Voice-activity detection (VAD) is used to detect a voice signal in a signal that has unknown characteristics. Numerous VAD devices are known in the art. They tend to follow a common paradigm comprising a pre-processing stage, a feature-extraction stage, a thresholds comparison stage, and an output-decision stage.
The pre-processing stage places the input audio signal into a form that better facilitates feature extraction. The feature-extraction stage differs widely from algorithm to algorithm, but commonly-used features include (1) energy, either full-band, multi-band, low-pass, or high-pass, (2) zero crossings, (3) the frequency-domain shape of the signal, (4) periodicity measures, and (5) statistics of the speech and background noise. The thresholds comparison stage then uses the selected features and various thresholds of their values to determine if speech is present in or absent from the input audio signal. This usually involves use of some “hold-over” algorithm, or “on”-time minimum threshold, to ensure that detection of either presence or absence of speech lasts for at least a minimum period of time and does not oscillate on-and-off.
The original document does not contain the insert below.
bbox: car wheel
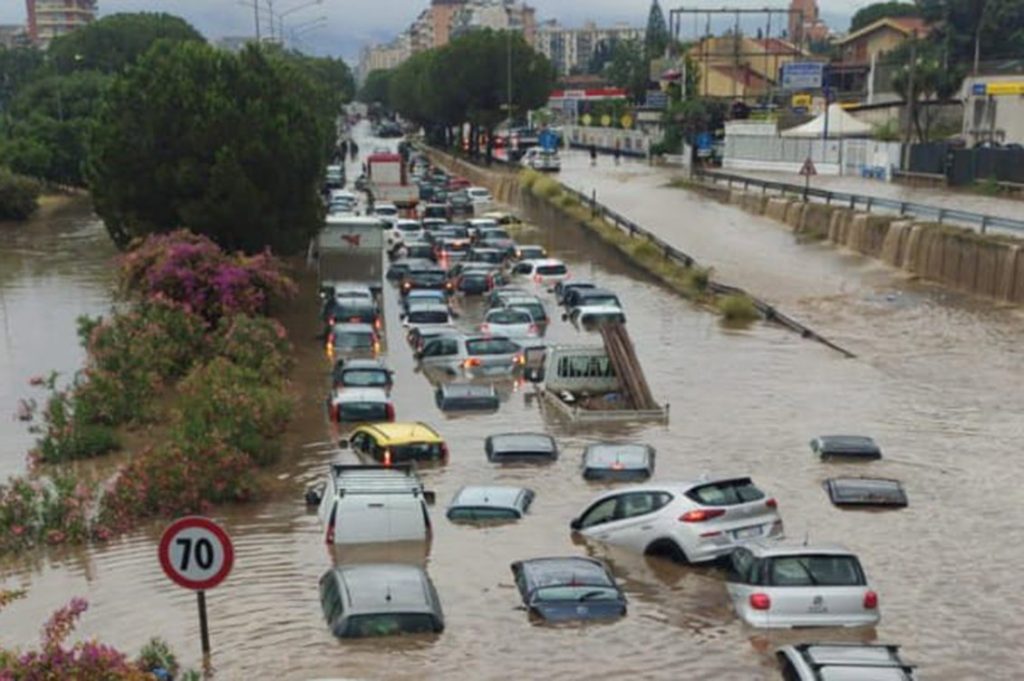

Some known VAD methods require a measurement of the background noise a-priori in order to set the thresholds for later comparisons. These algorithms fail when the acoustics environment changes over time. Hence, these algorithms are not particularly robust. Other known VAD methods are automatic and do not require a-priori measurement of background noise. These tend to work better in changing acoustic environments. However, they can fail when background noise has a large energy and/or the characteristics of the noise are similar to those of speech. (For example, the G.729 VAD algorithm incorrectly generates “speech detected” output when the input audio signal is a keyboard sound.) Hence, these algorithms are not particularly robust either.